L’intérêt de l’ouvrage
Quiconque a eu l’occasion, parcourant à pied le littoral camarguais d’est en ouest, de l’embouchure du Grand Rhône et celle du Petit Rhône, de passer par Beauduc, improbable village fait de bric et de broc entre la mer et les étangs saumâtres, a relevé la dimension atypique de la communauté installée là, aux effectifs fluctuants, à l’habitat incertain. C’est en ces lieux que, en 1993, la Direction régionale des affaires culturelles a envoyé Laurence Nicolas pour une mission d’inventaire du patrimoine ethnologique. En 2006, treize ans plus tard, elle soutenait son doctorat d’anthropologie à l’université de Provence. C’est de cette thèse qu’est tiré cet ouvrage. Il est alors un élément qui peut troubler le lecteur croyant se lancer dans la lecture d’un texte qui se devrait d’être rébarbatif et découvrant un livre qui, en dépit de son indéniable dimension scientifique, est d’un abord que ne savent pas toujours autoriser de tels écrits. Il présente également nombre de documents, photographies prises par l’auteur ou clichés remis par des Beauducois, images zébrées par la lumière du soleil qui s’infiltre entre les canisses, mais aussi des photographies aériennes, des cartes, des relevés, des plans. Lorsque l’on voit un tel livre, l’on se doute bien que l’éditeur a joué un rôle essentiel, ne serait-ce qu’en accordant sa confiance à l’auteur. C’est le cas : dès les premiers pas de la doctorante sur le sable de Beauduc, il lui a fait savoir qu’elle pourrait tirer de sa thèse un tel ouvrage. Quinze ans plus tard, il sortait des presses.
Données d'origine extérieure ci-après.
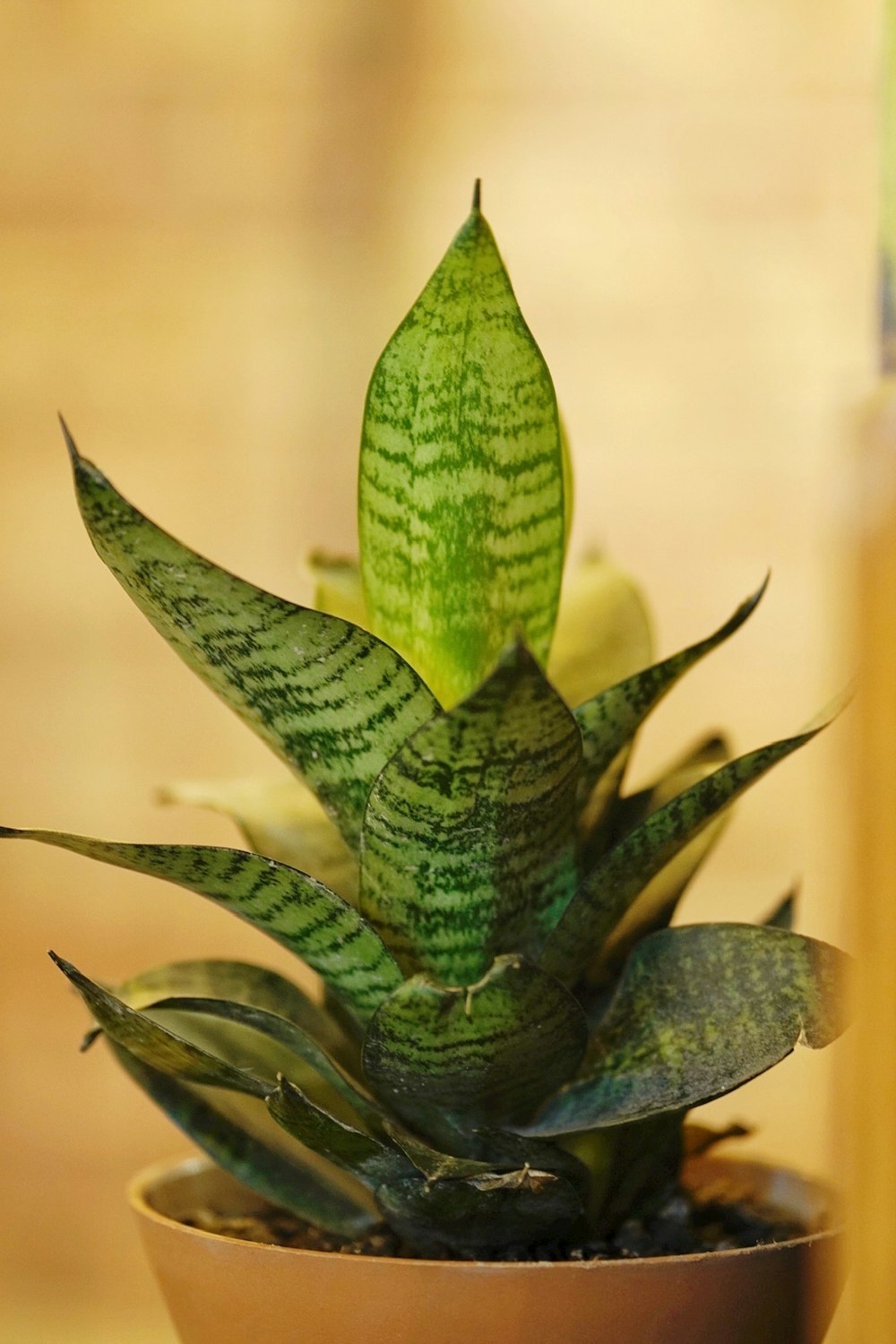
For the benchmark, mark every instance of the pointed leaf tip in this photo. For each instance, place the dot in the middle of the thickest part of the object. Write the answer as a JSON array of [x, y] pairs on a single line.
[[70, 444]]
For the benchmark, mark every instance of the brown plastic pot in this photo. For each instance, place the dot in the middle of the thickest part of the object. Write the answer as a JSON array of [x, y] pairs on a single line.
[[220, 1290]]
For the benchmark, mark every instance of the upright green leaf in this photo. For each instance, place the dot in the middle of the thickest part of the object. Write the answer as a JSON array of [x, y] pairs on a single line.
[[699, 1011], [610, 719], [482, 1053], [469, 832], [659, 900], [297, 911], [245, 1148], [610, 889], [461, 505], [332, 701]]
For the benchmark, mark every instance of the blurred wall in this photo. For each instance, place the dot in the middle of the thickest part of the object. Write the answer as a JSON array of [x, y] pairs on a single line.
[[211, 220]]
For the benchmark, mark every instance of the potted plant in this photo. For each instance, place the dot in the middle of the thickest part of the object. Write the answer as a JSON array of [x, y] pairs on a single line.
[[478, 1124]]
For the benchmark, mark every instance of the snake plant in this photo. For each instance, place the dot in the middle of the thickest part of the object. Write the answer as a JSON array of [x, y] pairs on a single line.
[[508, 1030]]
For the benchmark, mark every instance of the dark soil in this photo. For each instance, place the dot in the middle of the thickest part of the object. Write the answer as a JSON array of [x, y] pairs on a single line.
[[684, 1225]]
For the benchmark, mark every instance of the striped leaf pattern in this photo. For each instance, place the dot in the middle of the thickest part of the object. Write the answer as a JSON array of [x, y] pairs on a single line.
[[610, 889], [699, 1011], [610, 719], [239, 983], [280, 819], [657, 902], [484, 1053], [332, 701], [469, 832], [274, 1045], [461, 504], [244, 1145], [289, 906]]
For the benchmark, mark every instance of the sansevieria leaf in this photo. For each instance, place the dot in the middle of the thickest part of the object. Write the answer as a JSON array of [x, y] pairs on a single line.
[[603, 632], [461, 504], [158, 1046], [293, 909], [482, 1212], [280, 819], [657, 902], [239, 983], [611, 718], [699, 1011], [330, 699], [468, 843], [481, 1053], [610, 889], [252, 1148], [370, 1159]]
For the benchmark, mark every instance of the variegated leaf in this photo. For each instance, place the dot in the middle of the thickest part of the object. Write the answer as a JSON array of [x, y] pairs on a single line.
[[659, 900], [245, 1147], [468, 847], [332, 701], [481, 1053], [699, 1011], [603, 632], [293, 909], [280, 819], [368, 1159], [610, 719], [461, 504], [611, 887]]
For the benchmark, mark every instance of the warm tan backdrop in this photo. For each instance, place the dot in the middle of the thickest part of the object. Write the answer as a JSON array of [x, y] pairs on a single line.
[[211, 218]]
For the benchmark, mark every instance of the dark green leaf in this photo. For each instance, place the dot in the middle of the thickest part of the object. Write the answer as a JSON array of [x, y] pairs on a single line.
[[366, 1158], [276, 1045], [280, 819], [239, 981], [659, 900], [699, 1011], [155, 1045], [297, 911], [328, 698], [244, 1148], [461, 503], [485, 1053], [611, 887], [610, 719], [468, 841], [484, 1212], [498, 1152]]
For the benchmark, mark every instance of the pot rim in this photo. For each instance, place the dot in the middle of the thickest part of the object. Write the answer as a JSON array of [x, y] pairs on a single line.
[[159, 1172]]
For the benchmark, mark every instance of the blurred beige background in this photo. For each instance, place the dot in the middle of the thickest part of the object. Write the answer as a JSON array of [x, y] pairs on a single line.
[[211, 220]]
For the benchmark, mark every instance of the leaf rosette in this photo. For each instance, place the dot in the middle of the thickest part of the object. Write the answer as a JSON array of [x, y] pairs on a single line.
[[509, 1029]]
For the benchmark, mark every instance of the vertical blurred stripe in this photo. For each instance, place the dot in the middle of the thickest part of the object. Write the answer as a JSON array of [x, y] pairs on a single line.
[[872, 1064]]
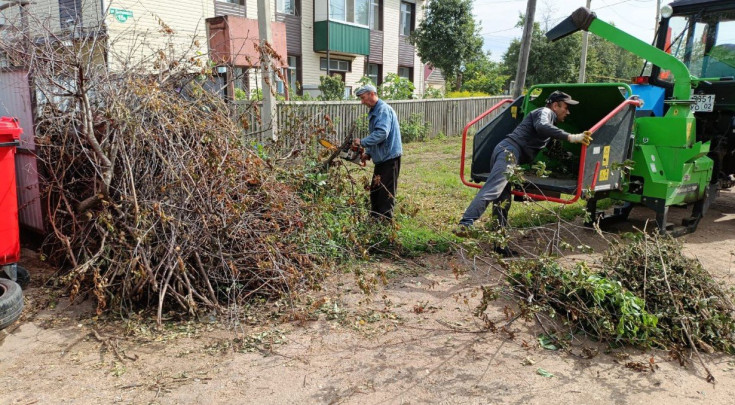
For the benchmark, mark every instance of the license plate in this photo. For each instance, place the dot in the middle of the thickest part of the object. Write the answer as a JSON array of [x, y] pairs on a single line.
[[703, 102]]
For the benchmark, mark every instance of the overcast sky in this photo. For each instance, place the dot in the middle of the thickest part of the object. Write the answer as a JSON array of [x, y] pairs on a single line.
[[498, 18]]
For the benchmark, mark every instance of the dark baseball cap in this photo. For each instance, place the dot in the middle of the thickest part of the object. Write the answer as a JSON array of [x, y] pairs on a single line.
[[561, 96]]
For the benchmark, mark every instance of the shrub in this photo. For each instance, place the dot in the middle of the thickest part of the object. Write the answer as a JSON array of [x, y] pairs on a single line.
[[332, 88]]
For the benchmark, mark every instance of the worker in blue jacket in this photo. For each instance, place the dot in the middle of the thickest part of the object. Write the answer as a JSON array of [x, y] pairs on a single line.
[[383, 145], [521, 147]]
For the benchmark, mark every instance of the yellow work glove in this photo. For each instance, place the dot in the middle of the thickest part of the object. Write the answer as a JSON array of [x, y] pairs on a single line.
[[583, 138]]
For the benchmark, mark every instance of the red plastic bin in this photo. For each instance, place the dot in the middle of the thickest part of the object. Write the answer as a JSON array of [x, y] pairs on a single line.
[[9, 233]]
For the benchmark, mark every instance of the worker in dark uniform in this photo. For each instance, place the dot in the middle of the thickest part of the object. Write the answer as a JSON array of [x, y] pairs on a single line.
[[521, 147]]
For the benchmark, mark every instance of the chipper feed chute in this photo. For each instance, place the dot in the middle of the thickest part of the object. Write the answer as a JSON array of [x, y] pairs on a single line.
[[603, 110]]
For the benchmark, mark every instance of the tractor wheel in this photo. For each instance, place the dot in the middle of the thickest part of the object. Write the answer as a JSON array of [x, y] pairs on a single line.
[[11, 302], [22, 277]]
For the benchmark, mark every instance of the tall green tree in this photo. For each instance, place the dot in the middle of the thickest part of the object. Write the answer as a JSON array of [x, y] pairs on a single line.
[[558, 62], [548, 62], [448, 37], [484, 75]]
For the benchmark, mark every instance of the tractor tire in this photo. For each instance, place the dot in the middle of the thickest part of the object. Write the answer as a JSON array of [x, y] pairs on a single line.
[[11, 302], [22, 277]]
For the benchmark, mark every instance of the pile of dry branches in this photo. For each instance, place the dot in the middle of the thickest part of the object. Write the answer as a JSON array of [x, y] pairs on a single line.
[[152, 198]]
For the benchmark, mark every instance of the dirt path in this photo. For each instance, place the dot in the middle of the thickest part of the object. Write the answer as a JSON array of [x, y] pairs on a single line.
[[413, 341]]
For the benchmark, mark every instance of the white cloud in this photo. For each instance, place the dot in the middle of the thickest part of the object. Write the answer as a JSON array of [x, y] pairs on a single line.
[[497, 18]]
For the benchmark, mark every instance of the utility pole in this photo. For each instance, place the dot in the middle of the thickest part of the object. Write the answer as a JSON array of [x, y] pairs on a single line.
[[268, 111], [525, 49], [583, 59]]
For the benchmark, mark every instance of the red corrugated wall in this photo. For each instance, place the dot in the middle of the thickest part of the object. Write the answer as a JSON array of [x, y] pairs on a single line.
[[15, 101]]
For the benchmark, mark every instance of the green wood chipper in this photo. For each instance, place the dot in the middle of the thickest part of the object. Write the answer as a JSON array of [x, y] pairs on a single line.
[[667, 140]]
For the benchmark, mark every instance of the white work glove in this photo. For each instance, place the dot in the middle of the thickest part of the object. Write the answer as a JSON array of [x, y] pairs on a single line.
[[583, 138]]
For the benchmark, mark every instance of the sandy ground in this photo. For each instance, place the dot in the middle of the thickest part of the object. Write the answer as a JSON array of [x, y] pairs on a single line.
[[414, 340]]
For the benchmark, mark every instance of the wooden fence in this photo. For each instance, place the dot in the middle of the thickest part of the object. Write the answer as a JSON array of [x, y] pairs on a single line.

Observation participante, longue, pleine, la démarche scientifique de l’auteur se justifie aussi par l’intérêt que lui semble présenter une expérience très intense de sociabilité populaire, lorsque des hommes et des femmes mettent en place un rapport largement non-marchand à l’espace et au loisir : même les restaurants de Beauduc n’eurent pas grand chose en commun avec d’autres implantations illégales bien mieux tolérées par les autorités. Laurence Nicolas n’hésite pas à citer Oscar Lewis : « Les instruments les plus efficaces de l’anthropologiste sont la sympathie et la compassion envers les gens qu’il étudie. » Elle a donc sympathisé avec les Beauducois, des « natifs » à ne pas confondre avec les Beauducul, ces touristes qui passent et bronzent sur la plage. Elle explique dans ce texte comment ces hommes et ces femmes, qui viennent pour beaucoup de l’agglomération de Marseille, ont construit leurs petites baraques, les ont améliorées lorsqu’ils revenaient régulièrement. Quelques cabanes de pêcheurs avaient été édifiées sur ces terres (et ces sables) dès le milieu du XVIIIe siècle. Mais l’habitude s’est prise plus forte dans les années 1930 de venir passer la journée à Beauduc, d’y pêcher, d’y manger. (…) Dans l’ouvrage, très vite, Laurence Nicolas nous décrit la démolition des cabanes, en novembre 2004. Elle loge alors sur place, est parmi les rares témoins : la préfecture a bouclé sans difficulté cette partie de la Camargue où il est malaisé de circuler. Récupérant beaucoup et consommant peu, ces cabaniers sont pour le moins écologistes, utilisent les énergies solaire et éolienne, récupèrent les eaux pluviales. C’est pourtant contre eux, qui ont osé s’installer illégalement dans cet « espace naturel protégé », que l’État envoie ses gendarmes mobiles tandis que le complexe industrialo-portuaire de Fos-sur-Mer, tout proche, dont les cabaniers voient les lueurs dans la nuit, ne suscite pas la même mobilisation en dépit de ses entreprises classées « Sevezo ».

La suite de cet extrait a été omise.